Angus walked over to her, the heels of his boots thumping on the plank floor, took the frozen dinner out of her hands, and carried it to the trash compactor. Dropped it inside.
“Damn fool contraption,” he muttered.
“That was my supper,” Meg objected.
“Cook something,” Angus said. “Get out a skillet. Dump some lard into it. Fry up a chicken.” He paused, regarded her darkly. “You do know how to cook, don’t you?”
Chapter Three
Jolene’s, built on the site of the old saloon and brothel where Angus McKettrick and Major John Blackstone used to arm wrestle, among other things, was dimly lit and practically empty. Meg paused on the threshold, letting her eyes adjust and wishing she’d listened to her instincts and cancelled; now there would be no turning back.

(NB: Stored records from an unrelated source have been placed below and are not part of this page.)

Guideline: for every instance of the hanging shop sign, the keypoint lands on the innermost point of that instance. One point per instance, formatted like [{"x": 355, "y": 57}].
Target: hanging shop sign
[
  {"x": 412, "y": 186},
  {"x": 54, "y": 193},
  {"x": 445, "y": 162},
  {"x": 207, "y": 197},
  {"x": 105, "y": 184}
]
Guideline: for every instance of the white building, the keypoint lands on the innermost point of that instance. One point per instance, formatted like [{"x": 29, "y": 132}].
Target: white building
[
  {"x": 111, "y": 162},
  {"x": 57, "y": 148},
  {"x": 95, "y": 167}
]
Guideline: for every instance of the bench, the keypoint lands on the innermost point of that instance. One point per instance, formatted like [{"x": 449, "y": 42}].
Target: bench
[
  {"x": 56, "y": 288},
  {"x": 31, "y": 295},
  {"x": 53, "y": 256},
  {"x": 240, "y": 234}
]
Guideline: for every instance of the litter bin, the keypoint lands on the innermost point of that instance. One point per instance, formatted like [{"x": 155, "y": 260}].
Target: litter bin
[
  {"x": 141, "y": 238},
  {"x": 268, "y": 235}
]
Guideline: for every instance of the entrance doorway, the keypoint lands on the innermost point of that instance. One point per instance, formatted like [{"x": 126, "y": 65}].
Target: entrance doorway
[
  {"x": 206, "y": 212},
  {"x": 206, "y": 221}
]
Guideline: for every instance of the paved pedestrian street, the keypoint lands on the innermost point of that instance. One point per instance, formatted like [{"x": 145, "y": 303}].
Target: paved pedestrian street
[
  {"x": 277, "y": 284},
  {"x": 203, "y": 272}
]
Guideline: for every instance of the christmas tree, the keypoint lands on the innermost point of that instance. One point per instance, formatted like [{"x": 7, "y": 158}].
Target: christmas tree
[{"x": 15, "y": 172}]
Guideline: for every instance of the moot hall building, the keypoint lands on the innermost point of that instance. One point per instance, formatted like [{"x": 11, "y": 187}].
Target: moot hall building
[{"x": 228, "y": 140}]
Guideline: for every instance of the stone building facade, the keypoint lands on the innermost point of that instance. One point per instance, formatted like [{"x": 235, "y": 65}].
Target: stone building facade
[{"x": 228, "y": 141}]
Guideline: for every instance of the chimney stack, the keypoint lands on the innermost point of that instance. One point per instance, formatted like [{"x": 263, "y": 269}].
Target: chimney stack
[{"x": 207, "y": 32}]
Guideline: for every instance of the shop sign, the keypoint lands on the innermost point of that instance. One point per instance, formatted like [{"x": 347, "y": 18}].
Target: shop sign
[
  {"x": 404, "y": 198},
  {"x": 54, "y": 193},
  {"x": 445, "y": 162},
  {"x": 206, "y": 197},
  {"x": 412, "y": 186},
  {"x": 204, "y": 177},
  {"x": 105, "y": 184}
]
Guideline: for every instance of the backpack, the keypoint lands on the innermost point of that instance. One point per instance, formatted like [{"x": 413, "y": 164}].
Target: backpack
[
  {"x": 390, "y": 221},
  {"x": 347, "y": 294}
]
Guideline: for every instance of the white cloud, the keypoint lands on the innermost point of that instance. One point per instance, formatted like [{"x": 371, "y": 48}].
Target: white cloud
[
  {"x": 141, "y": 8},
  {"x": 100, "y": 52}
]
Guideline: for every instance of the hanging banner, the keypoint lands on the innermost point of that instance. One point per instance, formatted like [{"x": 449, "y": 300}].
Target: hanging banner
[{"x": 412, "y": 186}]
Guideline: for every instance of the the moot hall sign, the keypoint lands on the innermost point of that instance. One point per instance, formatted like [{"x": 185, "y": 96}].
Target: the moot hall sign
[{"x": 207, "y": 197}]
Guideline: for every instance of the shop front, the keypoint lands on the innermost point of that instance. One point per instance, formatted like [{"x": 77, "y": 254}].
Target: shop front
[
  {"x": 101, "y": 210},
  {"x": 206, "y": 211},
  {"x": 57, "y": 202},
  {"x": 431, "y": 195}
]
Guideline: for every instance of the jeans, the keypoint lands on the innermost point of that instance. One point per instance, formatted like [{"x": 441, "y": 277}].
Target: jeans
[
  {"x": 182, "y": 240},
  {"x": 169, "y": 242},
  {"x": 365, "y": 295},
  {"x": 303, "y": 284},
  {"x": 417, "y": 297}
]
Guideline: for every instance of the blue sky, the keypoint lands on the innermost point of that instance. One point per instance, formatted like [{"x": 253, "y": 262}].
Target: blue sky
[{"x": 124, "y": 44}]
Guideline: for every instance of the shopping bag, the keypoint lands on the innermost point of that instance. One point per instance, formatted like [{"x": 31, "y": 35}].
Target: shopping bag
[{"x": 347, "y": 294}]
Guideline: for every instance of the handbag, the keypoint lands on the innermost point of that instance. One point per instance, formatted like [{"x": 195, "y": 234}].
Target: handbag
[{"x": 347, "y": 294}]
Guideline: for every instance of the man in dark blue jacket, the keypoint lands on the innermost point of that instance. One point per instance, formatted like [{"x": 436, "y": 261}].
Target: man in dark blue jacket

Brad was standing by the jukebox, the colored lights flashing across the planes of his face. Having heard the door open, he turned his head slightly to acknowledge her arrival with a nod and a wisp of a grin.
“Where is everybody?” she asked. Except for the bartender, she and Brad were alone.
“Staying clear,” Brad said. “I promised a free concert in the high school gym if we could have Jolene’s to ourselves for a couple of hours.”
Meg nearly fled. If it hadn’t been against the McKettrick code, as inherent to her being as her DNA, she would have given in to the urge and called it good judgment.
“Have a seat,” Brad said, drawing back a chair at one of the tables. Nothing in the whole tavern matched, not even the bar stools, and every stick of furniture was scarred and scratched. Jolene’s was a hangout for honky-tonk angels; the winged variety would surely have given the place a wide berth.
“What’ll it be?” the bartender asked. He was a squat man, wearing a muscle shirt and a lot of tattoos. With his handlebar mustache, he might have been from Angus’s era, instead of the present day.
Brad ordered a cola as Meg forced herself across the room to take the chair he offered.
Maybe, she thought, as she asked for an iced tea, the rumors were true, and Brad was fresh out of rehab.
The bartender served the drinks and quietly left the saloon, via a back door.